A long line of vaccine seekers stretched down the driveway and onto the street outside the Border View YMCA Thursday, as 16- to 50-year-olds became eligible for COVID-19 shots.
The YMCA was one of two vaccination stations run by San Diego County that was offering the Pfizer vaccine without an appointment — the Moderna shot has not been approved for people under 18.
“One of the things we know about COVID-19 is it impacted, particularly, the Latino community, said San Diego County Supervisor Nora Vargas, who added that the age group most impacted was 29- to 55-year-olds. “We were the hardest hit.”
Vargas told NBC 7 that the county’s decision to open the appointment-free sites had a lot to do with making sure people who had language barriers or didn’t have access to computers to schedule appointments could still get shots.

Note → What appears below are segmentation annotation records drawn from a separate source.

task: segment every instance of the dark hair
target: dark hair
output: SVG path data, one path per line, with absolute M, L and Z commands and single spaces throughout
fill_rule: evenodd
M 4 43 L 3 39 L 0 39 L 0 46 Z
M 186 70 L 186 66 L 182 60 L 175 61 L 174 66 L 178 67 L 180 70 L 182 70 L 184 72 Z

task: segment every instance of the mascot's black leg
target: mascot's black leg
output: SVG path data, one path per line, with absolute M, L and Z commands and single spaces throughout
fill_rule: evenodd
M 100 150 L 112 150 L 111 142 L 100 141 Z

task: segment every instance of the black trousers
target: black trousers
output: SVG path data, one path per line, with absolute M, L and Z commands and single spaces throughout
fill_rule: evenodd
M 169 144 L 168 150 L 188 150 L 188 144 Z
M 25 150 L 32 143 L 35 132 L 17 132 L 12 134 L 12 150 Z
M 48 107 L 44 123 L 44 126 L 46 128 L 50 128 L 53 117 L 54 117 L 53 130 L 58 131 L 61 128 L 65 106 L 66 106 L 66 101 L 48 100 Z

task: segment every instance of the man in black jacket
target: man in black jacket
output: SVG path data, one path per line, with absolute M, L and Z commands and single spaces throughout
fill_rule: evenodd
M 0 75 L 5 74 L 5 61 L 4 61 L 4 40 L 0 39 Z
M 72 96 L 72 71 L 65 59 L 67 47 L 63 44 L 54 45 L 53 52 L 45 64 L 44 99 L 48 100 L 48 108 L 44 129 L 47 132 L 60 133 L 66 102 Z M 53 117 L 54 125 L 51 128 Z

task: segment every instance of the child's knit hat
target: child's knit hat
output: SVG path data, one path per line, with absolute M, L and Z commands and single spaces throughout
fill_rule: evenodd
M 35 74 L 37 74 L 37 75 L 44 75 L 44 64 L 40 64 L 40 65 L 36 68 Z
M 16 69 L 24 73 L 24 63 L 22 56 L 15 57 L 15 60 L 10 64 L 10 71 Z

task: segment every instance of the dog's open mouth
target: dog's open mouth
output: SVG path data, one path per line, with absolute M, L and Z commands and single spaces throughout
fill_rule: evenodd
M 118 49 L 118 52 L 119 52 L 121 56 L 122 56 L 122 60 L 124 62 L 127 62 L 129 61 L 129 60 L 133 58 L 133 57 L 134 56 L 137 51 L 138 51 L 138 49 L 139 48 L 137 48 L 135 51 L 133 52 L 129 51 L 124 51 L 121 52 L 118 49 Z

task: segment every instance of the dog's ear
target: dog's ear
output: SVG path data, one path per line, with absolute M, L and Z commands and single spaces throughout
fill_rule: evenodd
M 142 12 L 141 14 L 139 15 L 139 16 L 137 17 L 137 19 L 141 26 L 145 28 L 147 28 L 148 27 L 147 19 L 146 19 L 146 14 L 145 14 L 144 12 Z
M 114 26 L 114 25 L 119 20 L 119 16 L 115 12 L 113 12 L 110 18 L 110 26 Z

“Everybody can talk about equity, but equity is what this is all about, right?” Vargas said. “You come to a place, its safe, near your home, in your neighborhood, and you see a lot of familiar faces and you’re able to get your vaccine.”
There was a price to pay for not having an appointment, though, at least at the YMCA in Otay Mesa West. Several people said they waited between two and three hours to get one of the 300 doses.
“It’s been a while — about two and a half hours — but patience is a virtue and eventually you can get it done,” said 20-year-old Eric Lagman as he neared the front of the line.
Patience wasn’t needed as much at the other South Bay location offering walk-up vaccine appointments. Only a handful of people waited outside the Mountainview Education Center, about eight miles north.
NBC7 asked Vargas why the crowds were so different.
“We’ve given out so much information about wait your turn, wait your turn, and wait for the phase, that I think a lot of folks are like, ‘Wait, is today the day?’ ” Vargas said. “So we want to remind folks that today, if you’re 16 and older. you’re able to go to any one of these sites and actually get a vaccine where you can just walk in.”